Стиль Саллюстия соответствует избранному им трагическому тону повествования. Саллюстий выработал свой слог уже после того, как в римском красноречии воцарился гармонический, плавный, уравновешенный слог Цицерона; и Саллюстий вырабатывает свою манеру, сознательно отталкиваясь от моды. Он не воспевает современность, а судит ее; мера его суда – древность, время господства неиспорченной «доблести»; поэтому он берет своим образцом древнюю анналистическую прозу, перерабатывая ее бесхитростную тяжеловесность в глубоко индивидуальный словесный сплав, насыщенный архаизмами и поэтизмами.

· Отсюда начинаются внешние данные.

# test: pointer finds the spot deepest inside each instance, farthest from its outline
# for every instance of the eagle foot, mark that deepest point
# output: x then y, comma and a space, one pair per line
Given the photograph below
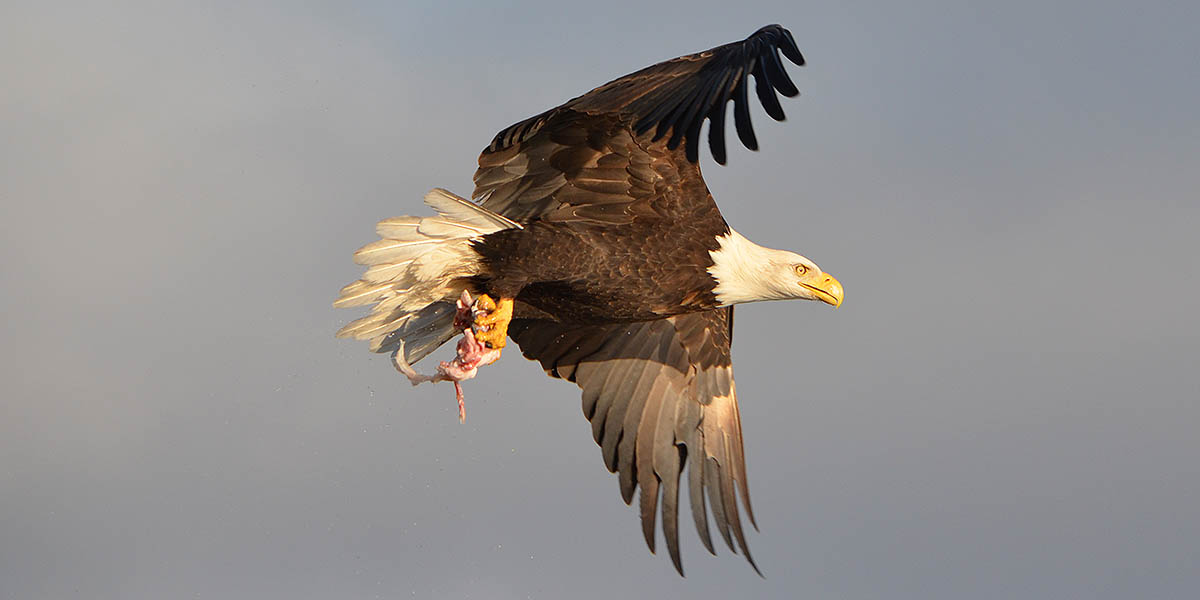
491, 321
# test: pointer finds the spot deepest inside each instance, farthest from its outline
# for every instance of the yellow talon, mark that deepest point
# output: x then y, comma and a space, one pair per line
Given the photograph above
492, 325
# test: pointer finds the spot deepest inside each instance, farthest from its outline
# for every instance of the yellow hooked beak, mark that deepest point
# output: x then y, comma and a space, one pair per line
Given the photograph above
827, 288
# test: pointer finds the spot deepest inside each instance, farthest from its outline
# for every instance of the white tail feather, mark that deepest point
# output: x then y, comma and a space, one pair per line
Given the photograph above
414, 274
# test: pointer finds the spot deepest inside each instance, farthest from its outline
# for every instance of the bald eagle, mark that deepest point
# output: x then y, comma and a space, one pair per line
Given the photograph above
598, 249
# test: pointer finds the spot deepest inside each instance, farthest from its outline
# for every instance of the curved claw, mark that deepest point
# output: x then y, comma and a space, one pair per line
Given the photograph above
491, 322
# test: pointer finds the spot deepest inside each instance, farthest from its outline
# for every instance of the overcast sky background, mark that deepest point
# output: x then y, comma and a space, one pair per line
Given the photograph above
1006, 406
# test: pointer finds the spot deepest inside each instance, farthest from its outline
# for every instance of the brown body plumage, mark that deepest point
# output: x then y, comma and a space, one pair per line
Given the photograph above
594, 217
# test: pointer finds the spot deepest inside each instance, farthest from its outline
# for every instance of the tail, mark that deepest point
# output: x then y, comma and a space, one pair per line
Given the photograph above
415, 273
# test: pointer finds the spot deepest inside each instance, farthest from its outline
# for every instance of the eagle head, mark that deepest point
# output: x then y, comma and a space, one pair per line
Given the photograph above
744, 271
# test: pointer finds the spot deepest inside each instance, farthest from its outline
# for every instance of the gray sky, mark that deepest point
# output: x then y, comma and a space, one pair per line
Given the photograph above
1006, 406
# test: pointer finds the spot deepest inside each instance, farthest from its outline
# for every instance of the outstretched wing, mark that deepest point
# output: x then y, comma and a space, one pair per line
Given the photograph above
610, 148
678, 95
660, 397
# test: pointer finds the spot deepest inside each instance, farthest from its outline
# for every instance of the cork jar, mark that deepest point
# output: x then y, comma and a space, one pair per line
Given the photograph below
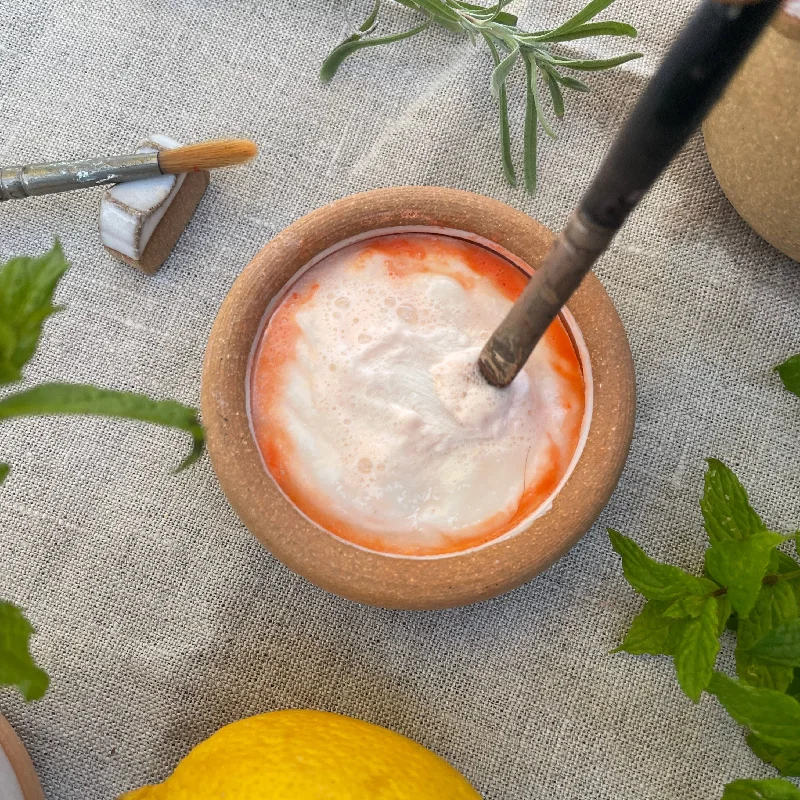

Он подчеркивает в современности не гармонию и связность, а разлад и разобщенность всех явлений; поэтому он избегает стройных и уравновешенных сложноподчиненных периодов, а вместо этого громоздит сложносочиненные, нарочно избегая симметрии и плавности, сводя рядом несхожие понятия и несхожие грамматические формы, стремясь любой ценой к напряженности и сжатости («бессмертной сжатости», по выражению Квинтилиана). Так, взятие города Капсы («Югуртинская война», 91, 5) передано словами: «Когда о том узнали горожане, – трепет во всех, небывалый страх, неожиданность беды, и вдобавок часть граждан за стенами в руках врагов становятся причиной сдачи города». Стилистическими образцами Саллюстия были из греческих авторов Фукидид, а из латинских – Катон; продолжателем Саллюстия в области стиля был величайший из римских историков, Тацит.

Примером мастерства Саллюстия может служить знаменитое описание Катилины («Заговор Катилины», 5), раскрытое в дальнейшем двумя его речами – перед выступлением заговорщиков и перед последним боем. «Луций Сергий Катилина, потомок знатного рода, был человеком сильного духа и тела, но нравом дурной и извращенный. Смолоду ему были милы междоусобные войны, убийства, грабежи, гражданские распри, и в них он закалил свою юность. Тело его было выносливо в гладе, хладе и бдении сверх всякого вероятия; дух был дерзок, коварен, переменчив, в любом деле лицемер и притворщик, жадный до чужого, своего расточитель, страстный во всех желаниях, красноречия вдоволь, благоразумия мало. Ненасытный, вечно его дух жаждал безмерного, невероятного, недостигаемого… День ото дня все сильней бушевала его ожесточенная душа от скудости средств и сознания преступлений… к тому же его подстегивало разложение нравов государства, раздираемых пагубными и разновидными пороками: расточительностью и алчностью». И далее (гл. 15): «Запятнанный дух его, богам и людям ненавистный, ни во сне, ни наяву не мог найти покоя – настолько терзала совесть его воспаленный ум. Отсюда бледность его, дикий взгляд, то быстрая, то медленная поступь: само его лицо и наружность являли образ безумия».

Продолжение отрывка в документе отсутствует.